ParameterDescription
endpointBase URL, e.g. "https://api.openai.com/v1". The path /chat/completions is appended automatically.
modelModel name, e.g. "gpt-4o".
messagesList of chat message dicts (role + content).
api_keyBearer token. Falls back to the OPENAI_API_KEY environment variable.
timeoutSocket timeout in seconds (default 30).
max_retriesMaximum number of retry attempts on 429 / 5xx or network errors. Exponential back-off: min(2**attempt, 8) seconds. Default 3.
extra_bodyAdditional fields merged into the request JSON body (e.g. temperature, stream).

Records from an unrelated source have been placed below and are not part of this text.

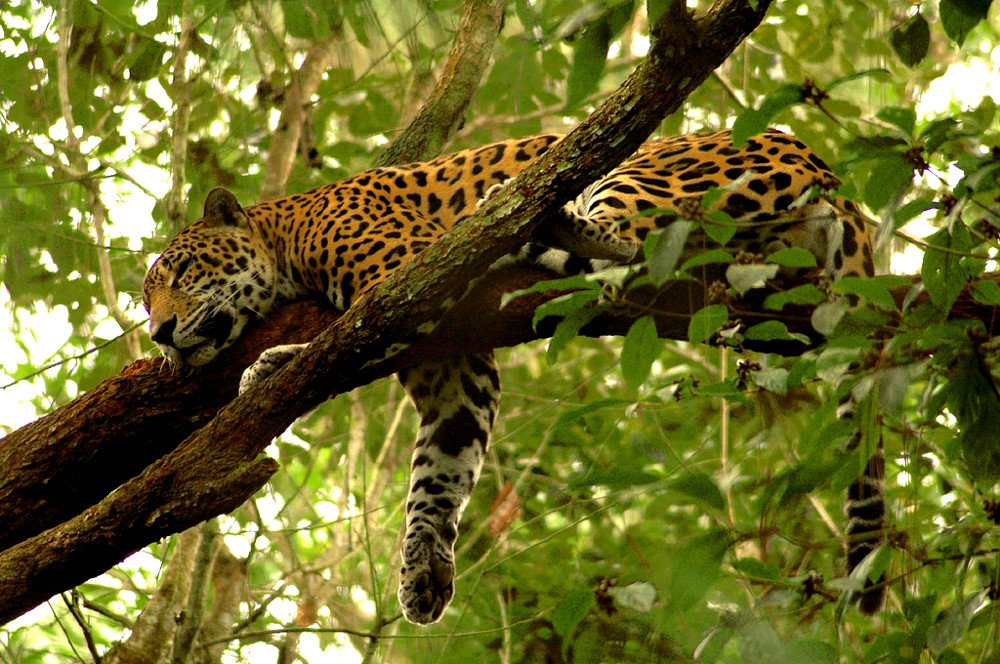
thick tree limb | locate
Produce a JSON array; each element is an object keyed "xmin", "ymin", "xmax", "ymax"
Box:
[
  {"xmin": 0, "ymin": 0, "xmax": 769, "ymax": 622},
  {"xmin": 375, "ymin": 0, "xmax": 507, "ymax": 166}
]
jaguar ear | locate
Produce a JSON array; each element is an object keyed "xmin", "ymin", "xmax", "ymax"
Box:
[{"xmin": 204, "ymin": 187, "xmax": 247, "ymax": 226}]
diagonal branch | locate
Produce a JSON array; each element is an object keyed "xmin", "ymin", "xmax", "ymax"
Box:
[{"xmin": 0, "ymin": 0, "xmax": 769, "ymax": 622}]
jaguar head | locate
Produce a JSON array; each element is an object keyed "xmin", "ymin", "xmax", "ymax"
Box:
[{"xmin": 142, "ymin": 189, "xmax": 277, "ymax": 367}]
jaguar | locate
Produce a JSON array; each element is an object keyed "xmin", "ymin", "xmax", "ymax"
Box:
[{"xmin": 143, "ymin": 130, "xmax": 884, "ymax": 624}]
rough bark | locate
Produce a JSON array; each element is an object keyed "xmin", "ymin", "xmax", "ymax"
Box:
[
  {"xmin": 375, "ymin": 0, "xmax": 507, "ymax": 166},
  {"xmin": 260, "ymin": 38, "xmax": 334, "ymax": 201},
  {"xmin": 0, "ymin": 0, "xmax": 769, "ymax": 622}
]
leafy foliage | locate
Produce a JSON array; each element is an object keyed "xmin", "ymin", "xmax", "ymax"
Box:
[{"xmin": 0, "ymin": 0, "xmax": 1000, "ymax": 662}]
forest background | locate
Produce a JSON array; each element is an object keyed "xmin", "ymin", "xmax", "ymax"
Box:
[{"xmin": 0, "ymin": 0, "xmax": 1000, "ymax": 662}]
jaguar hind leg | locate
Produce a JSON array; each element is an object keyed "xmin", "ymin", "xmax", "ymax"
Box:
[{"xmin": 398, "ymin": 353, "xmax": 500, "ymax": 624}]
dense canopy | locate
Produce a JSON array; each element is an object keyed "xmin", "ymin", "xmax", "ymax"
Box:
[{"xmin": 0, "ymin": 0, "xmax": 1000, "ymax": 662}]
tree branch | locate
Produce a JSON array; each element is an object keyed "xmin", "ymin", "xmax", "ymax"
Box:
[
  {"xmin": 0, "ymin": 0, "xmax": 769, "ymax": 622},
  {"xmin": 375, "ymin": 0, "xmax": 506, "ymax": 166}
]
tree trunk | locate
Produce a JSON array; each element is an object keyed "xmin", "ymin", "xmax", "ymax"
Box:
[{"xmin": 0, "ymin": 0, "xmax": 820, "ymax": 622}]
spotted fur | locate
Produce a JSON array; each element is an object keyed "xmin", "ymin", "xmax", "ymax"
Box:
[{"xmin": 143, "ymin": 131, "xmax": 881, "ymax": 623}]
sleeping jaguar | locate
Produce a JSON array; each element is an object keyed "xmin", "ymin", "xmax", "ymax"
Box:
[{"xmin": 143, "ymin": 130, "xmax": 883, "ymax": 623}]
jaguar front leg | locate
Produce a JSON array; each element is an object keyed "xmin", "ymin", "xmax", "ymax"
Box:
[
  {"xmin": 399, "ymin": 353, "xmax": 500, "ymax": 624},
  {"xmin": 240, "ymin": 344, "xmax": 309, "ymax": 394}
]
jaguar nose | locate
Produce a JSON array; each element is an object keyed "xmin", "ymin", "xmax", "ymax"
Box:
[{"xmin": 149, "ymin": 314, "xmax": 177, "ymax": 346}]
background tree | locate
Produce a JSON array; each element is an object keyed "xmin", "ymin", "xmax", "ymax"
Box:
[{"xmin": 0, "ymin": 0, "xmax": 1000, "ymax": 661}]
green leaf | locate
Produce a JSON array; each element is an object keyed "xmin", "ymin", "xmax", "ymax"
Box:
[
  {"xmin": 667, "ymin": 529, "xmax": 733, "ymax": 611},
  {"xmin": 128, "ymin": 39, "xmax": 167, "ymax": 81},
  {"xmin": 646, "ymin": 219, "xmax": 692, "ymax": 286},
  {"xmin": 946, "ymin": 349, "xmax": 1000, "ymax": 483},
  {"xmin": 688, "ymin": 304, "xmax": 729, "ymax": 344},
  {"xmin": 927, "ymin": 590, "xmax": 986, "ymax": 655},
  {"xmin": 938, "ymin": 0, "xmax": 990, "ymax": 46},
  {"xmin": 733, "ymin": 558, "xmax": 782, "ymax": 581},
  {"xmin": 552, "ymin": 589, "xmax": 597, "ymax": 637},
  {"xmin": 764, "ymin": 282, "xmax": 824, "ymax": 311},
  {"xmin": 726, "ymin": 263, "xmax": 778, "ymax": 295},
  {"xmin": 681, "ymin": 249, "xmax": 734, "ymax": 272},
  {"xmin": 892, "ymin": 196, "xmax": 934, "ymax": 228},
  {"xmin": 701, "ymin": 209, "xmax": 739, "ymax": 246},
  {"xmin": 767, "ymin": 247, "xmax": 816, "ymax": 268},
  {"xmin": 667, "ymin": 471, "xmax": 726, "ymax": 512},
  {"xmin": 567, "ymin": 467, "xmax": 662, "ymax": 489},
  {"xmin": 831, "ymin": 274, "xmax": 910, "ymax": 311},
  {"xmin": 972, "ymin": 279, "xmax": 1000, "ymax": 307},
  {"xmin": 864, "ymin": 155, "xmax": 913, "ymax": 210},
  {"xmin": 608, "ymin": 581, "xmax": 656, "ymax": 613},
  {"xmin": 739, "ymin": 618, "xmax": 790, "ymax": 664},
  {"xmin": 500, "ymin": 274, "xmax": 602, "ymax": 308},
  {"xmin": 545, "ymin": 307, "xmax": 601, "ymax": 364},
  {"xmin": 532, "ymin": 289, "xmax": 601, "ymax": 331},
  {"xmin": 889, "ymin": 12, "xmax": 931, "ymax": 67},
  {"xmin": 920, "ymin": 222, "xmax": 972, "ymax": 312},
  {"xmin": 733, "ymin": 84, "xmax": 803, "ymax": 147},
  {"xmin": 281, "ymin": 0, "xmax": 330, "ymax": 39},
  {"xmin": 566, "ymin": 16, "xmax": 611, "ymax": 108},
  {"xmin": 621, "ymin": 316, "xmax": 663, "ymax": 389},
  {"xmin": 750, "ymin": 364, "xmax": 788, "ymax": 394},
  {"xmin": 875, "ymin": 106, "xmax": 917, "ymax": 135},
  {"xmin": 785, "ymin": 638, "xmax": 840, "ymax": 664},
  {"xmin": 743, "ymin": 320, "xmax": 810, "ymax": 345},
  {"xmin": 646, "ymin": 0, "xmax": 671, "ymax": 26}
]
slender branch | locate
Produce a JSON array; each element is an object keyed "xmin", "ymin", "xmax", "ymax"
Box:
[
  {"xmin": 0, "ymin": 0, "xmax": 769, "ymax": 621},
  {"xmin": 163, "ymin": 0, "xmax": 194, "ymax": 233},
  {"xmin": 375, "ymin": 0, "xmax": 506, "ymax": 166}
]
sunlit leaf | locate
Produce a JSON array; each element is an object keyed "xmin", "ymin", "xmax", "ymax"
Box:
[
  {"xmin": 889, "ymin": 12, "xmax": 931, "ymax": 67},
  {"xmin": 621, "ymin": 316, "xmax": 663, "ymax": 389}
]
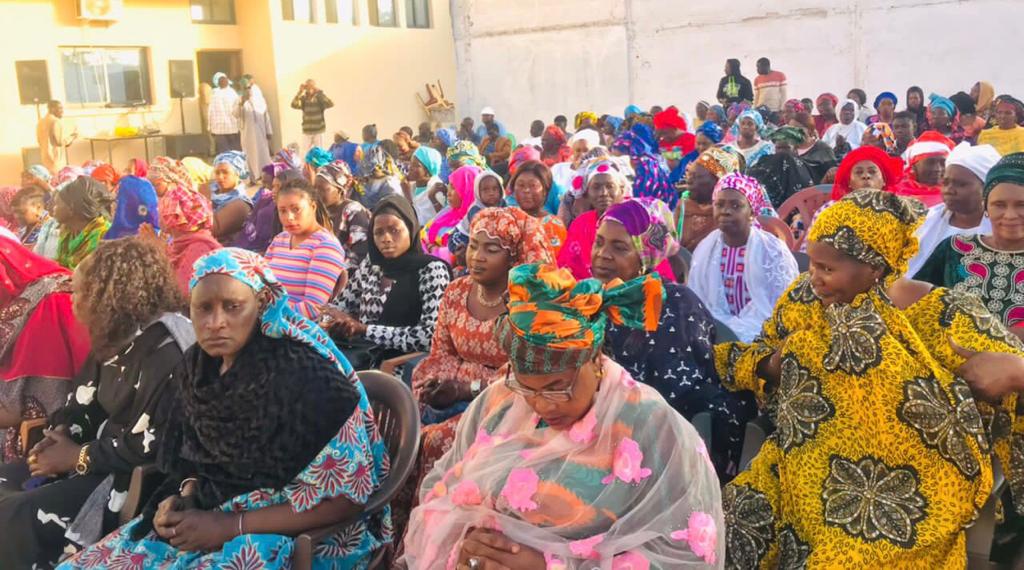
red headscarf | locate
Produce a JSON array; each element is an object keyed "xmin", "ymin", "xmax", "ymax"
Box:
[{"xmin": 831, "ymin": 146, "xmax": 903, "ymax": 200}]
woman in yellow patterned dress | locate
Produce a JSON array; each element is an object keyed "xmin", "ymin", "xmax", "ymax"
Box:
[{"xmin": 716, "ymin": 190, "xmax": 1024, "ymax": 568}]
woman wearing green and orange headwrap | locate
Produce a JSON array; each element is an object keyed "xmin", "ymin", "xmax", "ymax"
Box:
[
  {"xmin": 716, "ymin": 190, "xmax": 1024, "ymax": 568},
  {"xmin": 403, "ymin": 264, "xmax": 723, "ymax": 569}
]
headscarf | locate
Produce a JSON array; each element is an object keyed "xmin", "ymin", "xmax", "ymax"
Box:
[
  {"xmin": 413, "ymin": 144, "xmax": 444, "ymax": 176},
  {"xmin": 768, "ymin": 127, "xmax": 807, "ymax": 146},
  {"xmin": 611, "ymin": 130, "xmax": 679, "ymax": 209},
  {"xmin": 181, "ymin": 157, "xmax": 213, "ymax": 187},
  {"xmin": 984, "ymin": 152, "xmax": 1024, "ymax": 207},
  {"xmin": 446, "ymin": 139, "xmax": 485, "ymax": 168},
  {"xmin": 946, "ymin": 142, "xmax": 1000, "ymax": 183},
  {"xmin": 213, "ymin": 150, "xmax": 251, "ymax": 180},
  {"xmin": 861, "ymin": 123, "xmax": 896, "ymax": 155},
  {"xmin": 601, "ymin": 198, "xmax": 679, "ymax": 273},
  {"xmin": 159, "ymin": 185, "xmax": 213, "ymax": 234},
  {"xmin": 696, "ymin": 121, "xmax": 725, "ymax": 144},
  {"xmin": 188, "ymin": 248, "xmax": 352, "ymax": 375},
  {"xmin": 572, "ymin": 111, "xmax": 600, "ymax": 131},
  {"xmin": 874, "ymin": 91, "xmax": 899, "ymax": 108},
  {"xmin": 495, "ymin": 263, "xmax": 665, "ymax": 375},
  {"xmin": 146, "ymin": 157, "xmax": 196, "ymax": 192},
  {"xmin": 808, "ymin": 189, "xmax": 927, "ymax": 290},
  {"xmin": 306, "ymin": 146, "xmax": 334, "ymax": 169},
  {"xmin": 103, "ymin": 176, "xmax": 160, "ymax": 239},
  {"xmin": 711, "ymin": 172, "xmax": 778, "ymax": 217},
  {"xmin": 831, "ymin": 146, "xmax": 903, "ymax": 200},
  {"xmin": 424, "ymin": 166, "xmax": 482, "ymax": 246},
  {"xmin": 693, "ymin": 146, "xmax": 739, "ymax": 179},
  {"xmin": 469, "ymin": 205, "xmax": 554, "ymax": 266}
]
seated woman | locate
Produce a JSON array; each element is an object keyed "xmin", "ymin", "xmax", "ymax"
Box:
[
  {"xmin": 715, "ymin": 190, "xmax": 1024, "ymax": 568},
  {"xmin": 592, "ymin": 200, "xmax": 757, "ymax": 481},
  {"xmin": 0, "ymin": 237, "xmax": 188, "ymax": 568},
  {"xmin": 0, "ymin": 234, "xmax": 89, "ymax": 464},
  {"xmin": 201, "ymin": 150, "xmax": 253, "ymax": 245},
  {"xmin": 399, "ymin": 264, "xmax": 723, "ymax": 569},
  {"xmin": 913, "ymin": 152, "xmax": 1024, "ymax": 336},
  {"xmin": 103, "ymin": 176, "xmax": 160, "ymax": 239},
  {"xmin": 688, "ymin": 173, "xmax": 800, "ymax": 342},
  {"xmin": 323, "ymin": 194, "xmax": 452, "ymax": 369},
  {"xmin": 60, "ymin": 248, "xmax": 391, "ymax": 570},
  {"xmin": 314, "ymin": 161, "xmax": 370, "ymax": 272},
  {"xmin": 53, "ymin": 176, "xmax": 114, "ymax": 269},
  {"xmin": 266, "ymin": 178, "xmax": 345, "ymax": 319},
  {"xmin": 160, "ymin": 177, "xmax": 221, "ymax": 295}
]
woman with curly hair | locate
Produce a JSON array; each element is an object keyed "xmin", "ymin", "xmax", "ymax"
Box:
[{"xmin": 0, "ymin": 237, "xmax": 196, "ymax": 568}]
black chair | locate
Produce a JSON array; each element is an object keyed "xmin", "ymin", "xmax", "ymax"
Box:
[{"xmin": 292, "ymin": 370, "xmax": 420, "ymax": 570}]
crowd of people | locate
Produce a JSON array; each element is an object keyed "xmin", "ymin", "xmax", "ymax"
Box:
[{"xmin": 0, "ymin": 58, "xmax": 1024, "ymax": 570}]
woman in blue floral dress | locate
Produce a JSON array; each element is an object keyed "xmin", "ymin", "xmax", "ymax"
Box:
[{"xmin": 60, "ymin": 248, "xmax": 392, "ymax": 570}]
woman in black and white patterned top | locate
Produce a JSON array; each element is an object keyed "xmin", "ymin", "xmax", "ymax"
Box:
[{"xmin": 324, "ymin": 195, "xmax": 452, "ymax": 368}]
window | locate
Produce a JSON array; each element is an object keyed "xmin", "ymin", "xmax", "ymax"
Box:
[
  {"xmin": 406, "ymin": 0, "xmax": 430, "ymax": 28},
  {"xmin": 324, "ymin": 0, "xmax": 355, "ymax": 26},
  {"xmin": 60, "ymin": 47, "xmax": 152, "ymax": 106},
  {"xmin": 281, "ymin": 0, "xmax": 313, "ymax": 23},
  {"xmin": 370, "ymin": 0, "xmax": 398, "ymax": 28},
  {"xmin": 189, "ymin": 0, "xmax": 234, "ymax": 24}
]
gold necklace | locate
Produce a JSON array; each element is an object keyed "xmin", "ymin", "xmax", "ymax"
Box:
[{"xmin": 473, "ymin": 283, "xmax": 505, "ymax": 309}]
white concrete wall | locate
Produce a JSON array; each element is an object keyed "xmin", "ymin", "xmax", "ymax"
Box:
[{"xmin": 452, "ymin": 0, "xmax": 1024, "ymax": 134}]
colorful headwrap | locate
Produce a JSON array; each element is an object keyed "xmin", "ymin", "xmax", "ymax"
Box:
[
  {"xmin": 712, "ymin": 172, "xmax": 778, "ymax": 218},
  {"xmin": 768, "ymin": 127, "xmax": 807, "ymax": 146},
  {"xmin": 495, "ymin": 263, "xmax": 665, "ymax": 375},
  {"xmin": 808, "ymin": 189, "xmax": 927, "ymax": 289},
  {"xmin": 188, "ymin": 248, "xmax": 352, "ymax": 375},
  {"xmin": 146, "ymin": 157, "xmax": 196, "ymax": 192},
  {"xmin": 984, "ymin": 152, "xmax": 1024, "ymax": 206},
  {"xmin": 572, "ymin": 111, "xmax": 600, "ymax": 131},
  {"xmin": 831, "ymin": 146, "xmax": 903, "ymax": 200},
  {"xmin": 316, "ymin": 161, "xmax": 355, "ymax": 195},
  {"xmin": 469, "ymin": 208, "xmax": 554, "ymax": 266},
  {"xmin": 693, "ymin": 146, "xmax": 739, "ymax": 178},
  {"xmin": 874, "ymin": 91, "xmax": 899, "ymax": 108},
  {"xmin": 446, "ymin": 140, "xmax": 487, "ymax": 168},
  {"xmin": 306, "ymin": 146, "xmax": 334, "ymax": 169},
  {"xmin": 213, "ymin": 150, "xmax": 250, "ymax": 180},
  {"xmin": 601, "ymin": 198, "xmax": 679, "ymax": 273},
  {"xmin": 159, "ymin": 180, "xmax": 213, "ymax": 233},
  {"xmin": 861, "ymin": 123, "xmax": 896, "ymax": 154},
  {"xmin": 103, "ymin": 176, "xmax": 160, "ymax": 239},
  {"xmin": 928, "ymin": 93, "xmax": 956, "ymax": 118},
  {"xmin": 696, "ymin": 121, "xmax": 725, "ymax": 144}
]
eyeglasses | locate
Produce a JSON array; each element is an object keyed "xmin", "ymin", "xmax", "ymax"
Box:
[{"xmin": 505, "ymin": 365, "xmax": 583, "ymax": 403}]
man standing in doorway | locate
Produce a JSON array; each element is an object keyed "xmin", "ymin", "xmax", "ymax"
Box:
[
  {"xmin": 292, "ymin": 79, "xmax": 334, "ymax": 157},
  {"xmin": 36, "ymin": 101, "xmax": 78, "ymax": 174},
  {"xmin": 754, "ymin": 57, "xmax": 786, "ymax": 113},
  {"xmin": 207, "ymin": 72, "xmax": 242, "ymax": 155}
]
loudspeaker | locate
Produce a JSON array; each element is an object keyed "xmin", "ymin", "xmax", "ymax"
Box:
[
  {"xmin": 14, "ymin": 59, "xmax": 50, "ymax": 104},
  {"xmin": 164, "ymin": 134, "xmax": 210, "ymax": 161},
  {"xmin": 168, "ymin": 59, "xmax": 196, "ymax": 99}
]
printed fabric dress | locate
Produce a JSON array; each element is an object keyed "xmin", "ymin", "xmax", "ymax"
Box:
[{"xmin": 716, "ymin": 273, "xmax": 1024, "ymax": 569}]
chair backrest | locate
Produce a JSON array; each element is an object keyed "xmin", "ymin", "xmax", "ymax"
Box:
[{"xmin": 356, "ymin": 370, "xmax": 420, "ymax": 513}]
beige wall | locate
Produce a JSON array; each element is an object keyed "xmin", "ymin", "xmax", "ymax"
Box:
[{"xmin": 0, "ymin": 0, "xmax": 456, "ymax": 184}]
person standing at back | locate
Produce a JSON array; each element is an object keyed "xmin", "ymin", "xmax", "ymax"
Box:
[
  {"xmin": 718, "ymin": 59, "xmax": 754, "ymax": 105},
  {"xmin": 292, "ymin": 79, "xmax": 334, "ymax": 156},
  {"xmin": 36, "ymin": 101, "xmax": 78, "ymax": 174},
  {"xmin": 754, "ymin": 57, "xmax": 786, "ymax": 113}
]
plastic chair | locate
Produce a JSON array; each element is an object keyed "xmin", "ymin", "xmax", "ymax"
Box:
[
  {"xmin": 292, "ymin": 370, "xmax": 420, "ymax": 570},
  {"xmin": 777, "ymin": 184, "xmax": 831, "ymax": 252}
]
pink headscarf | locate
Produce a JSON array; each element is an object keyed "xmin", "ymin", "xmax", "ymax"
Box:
[{"xmin": 426, "ymin": 166, "xmax": 481, "ymax": 246}]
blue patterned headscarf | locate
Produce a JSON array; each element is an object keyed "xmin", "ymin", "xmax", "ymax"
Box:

Returns: ChatCompletionResponse


ChatCompletionResponse

@dataclass(frozen=True)
class ChatCompletionResponse:
    text: str
    latency_ms: float
    error: str | None = None
    prompt_tokens: int = 0
    completion_tokens: int = 0
    total_tokens: int = 0
FieldDescription
textThe generated text from the first choice, or "" on error.
latency_msWall-clock round-trip time in milliseconds.
errorError description string, or None on success.
prompt_tokensTokens used in the prompt (from the usage field).
completion_tokensTokens generated in the completion.
total_tokensprompt_tokens + completion_tokens.
ok (property)True when error is None.

Retry behaviour

Retries are performed on:

  • HTTP status codes 429, 500, 502, 503, 504
  • urllib.error.URLError (network-level failures)
  • OSError (connection refused, timeouts)

Back-off delay: min(2**attempt, 8) seconds (max 8 s). Non-retryable status codes (e.g. 400, 401, 404) are returned immediately as an error response.


Environment variables

VariableEffect
OPENAI_API_KEYDefault API key when api_key is not supplied.

SpanForge HTTP server endpoints (Phase 3)

The embedded SpanForge HTTP server (_server.py, started via TraceViewerServer) exposes the following additional endpoints added in Phase 3.

POST /v1/scan/pii

Added in: 2.0.3 (Phase 3) — requires API tier or above.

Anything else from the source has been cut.